For children over 4 years, the following over the counter medications are generally safe for people with Duchenne to take:

  • Tylenol (acetaminophen)
  • Cough medicine without Sudafed – cough medicine with cough suppressant should be used if the cough is interfering with sleep; using cough medicine with cough expectorants, using Mucinex, maximizing hydration and using the cough assist during the day may help minimize coughing at night
  • Cough drops
  • Mucinex (check with your pulmonologist; some pulmonologists caution against using Mucinex in patients with breathing dysfunction; the thinned secretions may cause aspiration of the secretions, which can lead to an increased risk for pneumonia)
  • Saline nose drops/spray

 

Is there anything you can do to help you/your child’s coughing/breathing?
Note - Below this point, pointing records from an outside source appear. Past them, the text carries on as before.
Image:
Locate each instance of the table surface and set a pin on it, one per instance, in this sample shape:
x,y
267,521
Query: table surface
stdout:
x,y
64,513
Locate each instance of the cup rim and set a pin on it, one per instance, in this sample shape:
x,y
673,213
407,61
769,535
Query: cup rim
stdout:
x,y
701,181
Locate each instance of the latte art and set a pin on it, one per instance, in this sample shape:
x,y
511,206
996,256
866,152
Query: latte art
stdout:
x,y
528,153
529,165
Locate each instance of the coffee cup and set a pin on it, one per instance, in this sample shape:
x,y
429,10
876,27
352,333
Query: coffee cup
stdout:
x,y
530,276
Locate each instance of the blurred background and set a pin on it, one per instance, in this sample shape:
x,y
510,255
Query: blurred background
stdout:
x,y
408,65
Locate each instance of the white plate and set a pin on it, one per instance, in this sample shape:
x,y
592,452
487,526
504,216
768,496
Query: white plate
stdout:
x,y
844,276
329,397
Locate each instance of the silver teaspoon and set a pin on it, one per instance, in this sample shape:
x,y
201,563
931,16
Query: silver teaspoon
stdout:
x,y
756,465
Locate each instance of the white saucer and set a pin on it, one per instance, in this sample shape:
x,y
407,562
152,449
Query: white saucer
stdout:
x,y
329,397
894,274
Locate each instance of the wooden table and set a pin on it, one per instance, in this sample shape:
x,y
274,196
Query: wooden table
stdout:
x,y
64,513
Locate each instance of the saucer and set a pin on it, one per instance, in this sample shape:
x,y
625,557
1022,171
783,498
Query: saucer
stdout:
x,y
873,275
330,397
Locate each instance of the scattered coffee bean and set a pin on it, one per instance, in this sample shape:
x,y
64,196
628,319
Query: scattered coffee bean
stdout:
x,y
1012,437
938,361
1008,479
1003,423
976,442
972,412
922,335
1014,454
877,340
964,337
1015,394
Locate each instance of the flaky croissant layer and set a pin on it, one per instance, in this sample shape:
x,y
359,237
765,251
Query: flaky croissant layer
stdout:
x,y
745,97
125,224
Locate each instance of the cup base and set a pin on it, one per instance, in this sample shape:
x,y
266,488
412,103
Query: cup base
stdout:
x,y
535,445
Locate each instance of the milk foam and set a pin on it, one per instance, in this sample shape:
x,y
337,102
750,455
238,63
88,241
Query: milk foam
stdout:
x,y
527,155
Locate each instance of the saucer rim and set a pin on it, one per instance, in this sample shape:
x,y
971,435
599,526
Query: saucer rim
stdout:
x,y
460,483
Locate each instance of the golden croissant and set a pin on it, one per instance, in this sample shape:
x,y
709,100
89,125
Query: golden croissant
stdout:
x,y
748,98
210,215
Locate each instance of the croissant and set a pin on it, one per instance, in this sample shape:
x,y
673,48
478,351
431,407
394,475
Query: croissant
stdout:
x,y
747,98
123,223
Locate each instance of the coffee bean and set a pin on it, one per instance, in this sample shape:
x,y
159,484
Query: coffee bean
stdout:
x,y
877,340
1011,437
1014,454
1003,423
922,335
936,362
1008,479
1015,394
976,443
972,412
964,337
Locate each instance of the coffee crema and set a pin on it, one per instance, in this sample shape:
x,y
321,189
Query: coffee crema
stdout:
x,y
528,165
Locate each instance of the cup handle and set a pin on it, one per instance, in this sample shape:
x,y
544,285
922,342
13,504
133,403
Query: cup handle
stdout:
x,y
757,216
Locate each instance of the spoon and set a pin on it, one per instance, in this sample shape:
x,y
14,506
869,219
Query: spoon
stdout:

A few years ago, I was fortunate to co-blog with Drs. Daniel Sheehan (Pulmonology, Women and Children’s Hospital of Buffalo, NY) and Jonathan Finder (Pulmonology, Children’s Hospital of Pittsburg).  This blog includes a handout to help patients and parents understand how and when to use a cough assist machine during a respiratory illness (download the handout here). 

 

If you or your child needs to go to the emergency room, there are many tips in this blog that will make your visit a little smoother.

What else can we do to stay as healthy as possible?

  • Wash hands often with soap and water for 15-20 seconds, especially after using the restroom and changing diapers.
  • If soap and water is not available, use an alcohol based hand sanitizer.
  • Wash your hands before preparing food or eating.
  • Avoid sharing utensils with or drinking after someone who is sick.
  • Avoid touching eyes, nose, and mouth with unwashed hands.

 

Pearls of Care:

  • Be sure all family members have been immunized against influenza.
  • If you think you/your child with Duchenne has the flu, contact your primary care and/or neuromuscular provider immediately.
  • Use antivirals as recommended (for your child’s flu treatment or for prophylaxis).
  • Take recommended over the counter medications.
  • Maintain cough and breathing.
  • Do not miss more than 24 hours of corticosteroids; if more than 24 hours of corticosteroids are missed, call your primary/neuromuscular provider for IV or IM steroid coverage in order to prevent acute adrenal insufficiency, which may be life threatening. Please refer to the PJ Nicholoff Steroid Protocol for any questions or concerns.
  • Go to the emergency room if necessary; take all of your medications and equipment with you.
  • Continue to do what you can to stay as healthy as possible.